[Form 4] UL Solutions Inc. Insider Trading Activity
James P. Dollive, a director of UL Solutions Inc. (ULS), reported an equity grant accrual on 09/08/2025 that increased his beneficial ownership. The filing shows the accrual of 5 dividend equivalent rights tied to restricted stock units, each right representing one share of Class A common stock, recorded at a $0 price. After the reported accrual, the reporting person beneficially owned 2,797 shares (including outstanding restricted stock units and accrued dividend equivalents). The restricted stock units (and their dividend equivalents) vest on the earlier of May 20, 2026 or the date of the annual meeting following the grant. The Form 4 was signed by an attorney-in-fact on behalf of the reporting person on 09/10/2025.
- Accrual of dividend-equivalent rights documented transparently, increasing beneficial ownership to 2,797 shares
- Vesting terms disclosed (earlier of May 20, 2026 or the next annual meeting), clarifying timing of potential share delivery
- Timely filing (signed on 09/10/2025) demonstrating compliance with Section 16 reporting
- None.
Insights
TL;DR: Director accrued 5 dividend-equivalent rights, bringing beneficial ownership to 2,797 shares; transaction is routine and immaterial to valuation.
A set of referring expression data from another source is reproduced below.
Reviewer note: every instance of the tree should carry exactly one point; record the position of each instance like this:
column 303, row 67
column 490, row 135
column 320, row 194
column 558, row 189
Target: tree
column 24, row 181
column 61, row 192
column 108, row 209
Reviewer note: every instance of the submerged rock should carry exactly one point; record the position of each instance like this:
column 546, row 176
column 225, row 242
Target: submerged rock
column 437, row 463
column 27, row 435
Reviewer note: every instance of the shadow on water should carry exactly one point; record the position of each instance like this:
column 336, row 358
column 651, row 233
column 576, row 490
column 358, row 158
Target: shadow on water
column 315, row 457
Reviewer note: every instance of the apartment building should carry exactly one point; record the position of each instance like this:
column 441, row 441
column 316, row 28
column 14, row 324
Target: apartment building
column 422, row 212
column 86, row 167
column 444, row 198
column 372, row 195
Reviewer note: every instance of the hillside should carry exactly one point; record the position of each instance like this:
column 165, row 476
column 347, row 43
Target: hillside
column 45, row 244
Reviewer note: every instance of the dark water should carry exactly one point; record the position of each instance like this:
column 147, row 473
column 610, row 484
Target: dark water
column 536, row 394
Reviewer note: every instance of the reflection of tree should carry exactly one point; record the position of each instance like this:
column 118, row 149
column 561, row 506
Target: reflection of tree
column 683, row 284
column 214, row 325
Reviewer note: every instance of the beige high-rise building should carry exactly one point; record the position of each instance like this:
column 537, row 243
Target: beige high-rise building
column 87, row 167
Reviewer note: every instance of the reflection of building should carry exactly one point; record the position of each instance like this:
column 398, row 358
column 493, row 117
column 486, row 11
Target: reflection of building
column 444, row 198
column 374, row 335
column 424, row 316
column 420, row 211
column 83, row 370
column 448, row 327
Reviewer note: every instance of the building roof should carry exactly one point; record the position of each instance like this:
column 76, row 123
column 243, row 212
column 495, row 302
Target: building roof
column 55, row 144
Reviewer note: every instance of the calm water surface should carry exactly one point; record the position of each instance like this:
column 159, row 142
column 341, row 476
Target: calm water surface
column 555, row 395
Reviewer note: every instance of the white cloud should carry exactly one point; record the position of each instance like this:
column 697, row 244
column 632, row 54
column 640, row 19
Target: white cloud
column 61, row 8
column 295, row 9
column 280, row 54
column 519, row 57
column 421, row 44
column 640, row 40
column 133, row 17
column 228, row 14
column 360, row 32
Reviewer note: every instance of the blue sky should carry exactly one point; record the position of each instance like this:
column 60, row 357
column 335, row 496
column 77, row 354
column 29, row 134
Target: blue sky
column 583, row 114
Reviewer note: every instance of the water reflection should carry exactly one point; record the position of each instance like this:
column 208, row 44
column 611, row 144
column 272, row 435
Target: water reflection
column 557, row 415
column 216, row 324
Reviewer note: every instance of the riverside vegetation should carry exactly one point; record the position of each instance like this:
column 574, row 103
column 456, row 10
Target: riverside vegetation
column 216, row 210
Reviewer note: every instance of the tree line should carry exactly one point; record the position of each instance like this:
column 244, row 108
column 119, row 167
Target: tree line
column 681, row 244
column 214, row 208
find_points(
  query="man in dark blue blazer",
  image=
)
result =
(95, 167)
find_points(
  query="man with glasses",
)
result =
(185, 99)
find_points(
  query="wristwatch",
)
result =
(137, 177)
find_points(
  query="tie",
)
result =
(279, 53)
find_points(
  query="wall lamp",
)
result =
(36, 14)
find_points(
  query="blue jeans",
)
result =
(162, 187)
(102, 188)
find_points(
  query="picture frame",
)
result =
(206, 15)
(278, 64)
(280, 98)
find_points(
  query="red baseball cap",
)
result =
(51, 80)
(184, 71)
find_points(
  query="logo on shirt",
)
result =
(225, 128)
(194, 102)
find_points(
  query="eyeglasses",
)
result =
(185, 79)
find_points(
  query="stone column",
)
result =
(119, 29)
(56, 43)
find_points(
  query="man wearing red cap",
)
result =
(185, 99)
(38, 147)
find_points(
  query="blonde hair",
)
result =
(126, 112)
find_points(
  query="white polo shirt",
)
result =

The reported transaction is an accrual of dividend equivalent rights on existing restricted stock units rather than an open-market purchase or sale. The 5 accrued rights, recorded at $0, are small in absolute terms versus the company's outstanding float and do not alter control or materially affect capitalization. Vesting is tied to existing RSU schedules, with an earlier vest date of May 20, 2026 or the next annual meeting, indicating these are part of standard compensation practices for insiders.
TL;DR: Transaction reflects standard executive compensation mechanics; disclosure is timely and consistent with Section 16 reporting requirements.
This Form 4 documents the accrual of dividend equivalents on restricted stock units held by a director. The filing discloses the nature, amount, and vesting condition clearly and was submitted within normal reporting windows. There are no indications of atypical timing, related-party transfers, or deviation from typical equity award terms in the filing.